LINGUIST List 8.1670

Sat Nov 22 1997

FYI: SEMCOM: Rav-Milim Project, NorFa Summer School

Editor for this issue: Martin Jacobsen <martylinguistlist.org>


Directory

  1. alan harris, SEMCOM: Rav-Milim Project (fwd)
  2. Juhani Jarvikivi, NorFa Summer School: Languages, Minds and Brains

Message 1: SEMCOM: Rav-Milim Project (fwd)

Date: Fri, 14 Nov 1997 10:04:20 -0800 (PST)
From: alan harris <vcspc005email.csun.edu>
Subject: SEMCOM: Rav-Milim Project (fwd)


 SEMCOM 

Online bulletin of the Commission on Semiotics and Communication,
National Communication Association// [If you would like to be included
in the SEMCOM list, please reply or send a note to
alan.harriscsun.edu with the command, "add SEMCOM", in the body.

==============================================================
Alan C. Harris, Ph. D. TELNOS: main off: 818-677-2853
Professor, Communication/Linguistics direct off: 818-677-2874
Speech Communication Department
California State University, Northridge home: 818-366-3165
SPCH CSUN FAX: 818-677-2663 
Northridge, CA 91330-8257 INTERNET email: ALAN.HARRISCSUN.EDU 
 WWW homepage: http://www.csun.edu/~vcspc005
===============================================================
From: Humanist Discussion Group <humanistkcl.ac.uk>

		"Rav-Milim" (Multi-Words)

	 A Computerized Infrastructure for 
	Intelligent Processing of Modern Hebrew

	Principal Investigator: Yaacov Choueka

		 (Highlights)

"Rav-Milim" is a broad, comprehensive, robust and integrated
computerized infrastructure for the intelligent processing of modern
Hebrew, developed in the years 1989-1996 at the Center for Educational
Technology in Tel-Aviv. Large teams of programmers. linguists,
computational linguists, lexicographers and editors were involved in
this project, which was initiated, directed and supervised by
Prof. Y. Choueka from Bar-Ilan University. Yoni Ne'eman was in charge
of the linguistic algorithms as well as chief programmer of the
project. The names of some of the other major team members are given
at the end. A few papers on the system and its various components are
now under preparation.

The basic modules of the system, from which scores of products and
applications (both computerized and printed) have been derived, are as
follows:

 - "Milim": A complete, accurate, comprehensive and portable
 morphological analyzer and lemmatizer for modern Hebrew (there is an 
 estimated 70 million of word-forms in Hebrew).
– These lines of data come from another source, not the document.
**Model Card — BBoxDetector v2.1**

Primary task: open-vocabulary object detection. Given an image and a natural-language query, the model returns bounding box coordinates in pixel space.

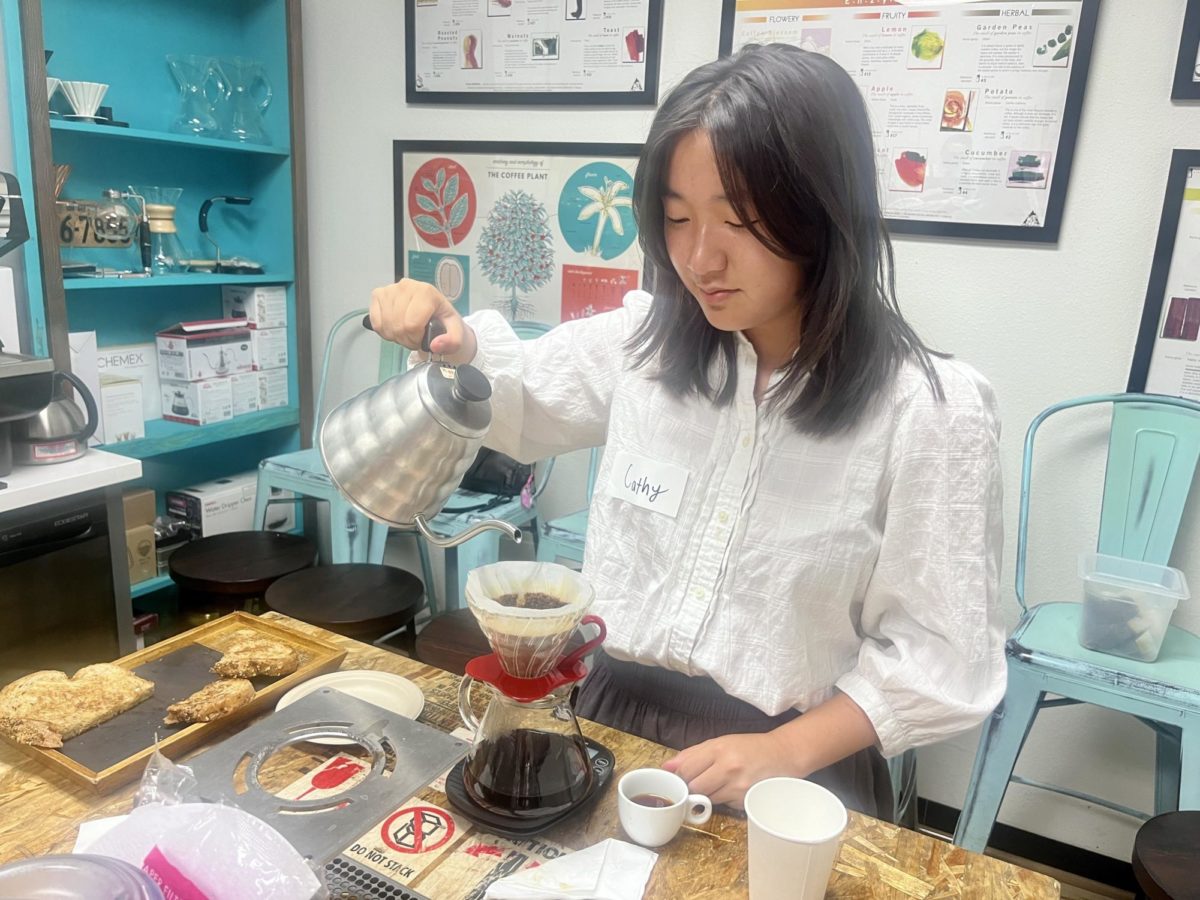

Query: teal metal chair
[254,310,433,598]
[371,322,554,612]
[954,394,1200,852]
[538,446,600,565]
[254,310,383,563]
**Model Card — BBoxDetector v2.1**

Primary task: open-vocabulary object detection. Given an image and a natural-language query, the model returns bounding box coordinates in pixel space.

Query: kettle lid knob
[454,365,492,403]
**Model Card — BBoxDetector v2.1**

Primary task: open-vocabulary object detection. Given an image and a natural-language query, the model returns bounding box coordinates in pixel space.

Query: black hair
[629,43,943,434]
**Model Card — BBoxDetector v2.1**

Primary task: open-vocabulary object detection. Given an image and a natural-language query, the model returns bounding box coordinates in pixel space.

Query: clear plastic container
[0,853,163,900]
[1079,553,1190,662]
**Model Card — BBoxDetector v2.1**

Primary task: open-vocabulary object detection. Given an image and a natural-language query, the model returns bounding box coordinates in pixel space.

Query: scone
[211,628,300,678]
[0,662,154,746]
[162,678,254,725]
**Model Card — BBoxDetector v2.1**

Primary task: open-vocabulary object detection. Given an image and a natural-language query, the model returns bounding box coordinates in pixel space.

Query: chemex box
[155,319,254,381]
[166,472,295,538]
[161,378,233,425]
[221,284,288,328]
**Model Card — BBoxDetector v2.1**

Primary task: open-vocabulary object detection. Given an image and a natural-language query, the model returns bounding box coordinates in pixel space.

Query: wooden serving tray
[0,612,346,793]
The program takes as 
 input any word (string of characters) in Hebrew and outputs the 
 set of all its (linguistically correct) grammatical analyses, 
 including: root, dictionary entry, part-of-speech, gender-number for
 nouns and adjectives, mode-tense-person-gender-number for verbs,
 attached prepositions, attached pronouns (including
 person-gender-number of the pronoun), and more. 
 Milim recognizes all common modes of Hebrew spelling 
 (defective - "hasser" and plene - "male") and also 
 some extra-linguistic units such as acronyms (abundant in Hebrew), 
 abbreviations, and frequent proper nouns (of persons, places, products).
 The program, a library of subroutines in C, takes a few hundred K's,
 and can analyze about 1,000 words per second on a Pentium PC. 

 - "Katvan" (spelling checker): Unlike English, an adequate
 spelling checker for Hebrew can not consist of long lists of
 words with some rudimentary suffix stripping, and has to be based on a
 morphological analyzer. Katvan is an accurate and
 comprehensive Hebrew spelling-checker based on Milim, that recognizes 
 both the "defective" and "plene" spellings, and can correctly convert
 from one mode to the other (it also suggests corrections to flawed
 strings). Katvan was chosen by Microsoft and Word Perfect to be 
 the standard spelling-checker for their Hebrew word-processors. 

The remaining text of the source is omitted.